More than a third of the refugees from the war in Ukraine who have arrived in Estonia have found a job, and 27,000 people have entered the local labour market. Ukrainians with jobs are now about 4% of the Estonian labour force. Märt Masso of the Foresight Centre noted that the participation of the refugees in the labour market and the economy will give a boost to the Estonian economy. “The growth in expected value added that can be connected to refugees is projected at 142 million euros this year, and the additional tax revenues from the Ukrainians will reach 56 million euros”, he said.
Although the arrivals from Ukraine have increased the number of people in employment in Estonia, the unemployment rate among them is still higher than the rate among locals. The report also observes that the downturn in the economy means the need for employees, including those who have arrived from Ukraine, will decline in the coming months.
The report by the Foresight Centre finds that a large share of the Ukrainians are working in jobs for which they are overqualified. “Matching the qualifications of refugees with jobs is a challenge in many countries in Europe, and one part of it is the need to recognise skills through the education system. If we can get more refugees into jobs that match their skills though, their job security, incomes and economic benefit to Estonia would all increase”, said Märt Masso.
Earning income from work allows refugees to manage independently, and the income earned from work by those under temporary protection averages about 70% of the Estonian average and 86% of the average earned from work by non-citizens.
The Foresight Centre notes that there are also significant costs to helping the Ukrainian refugees. The cost of supporting the integration of refugees and their families is some 0.6-0.8% of GDP, which is in line with the projections made at the start of the war by the Foresight Centre.

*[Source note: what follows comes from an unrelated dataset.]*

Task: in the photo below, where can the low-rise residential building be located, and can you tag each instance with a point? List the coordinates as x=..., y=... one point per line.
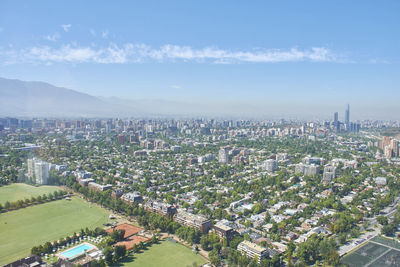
x=199, y=222
x=252, y=250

The Foresight Centre and CentAr estimated at the start of the war that the annual cost of helping each refugee would be 7590 euros, which totalled 227 million euros for the 30,000 refugees expected to stay in Estonia. The Ministry of Finance calculated the actual cost in 2022 at around 224 million euros. The actual number of refugees in Estonia is higher than forecast, but the cost for each refugee has turned out a little lower at 6281 euros.
The money spent by the refugees has also boosted the Estonian economy. It is estimated that each adult with temporary protection spent 797 euros on average on goods and services in Estonia. That makes a total of 242 million euros of spending a year, and the increased consumption results in additional GDP growth of 287 million euros a year.
The report on how Ukrainian refugees have affected employment and the economy is part of the Foresight Centre’s research stream on the long-term impact on Estonia of the war between Russia and Ukraine.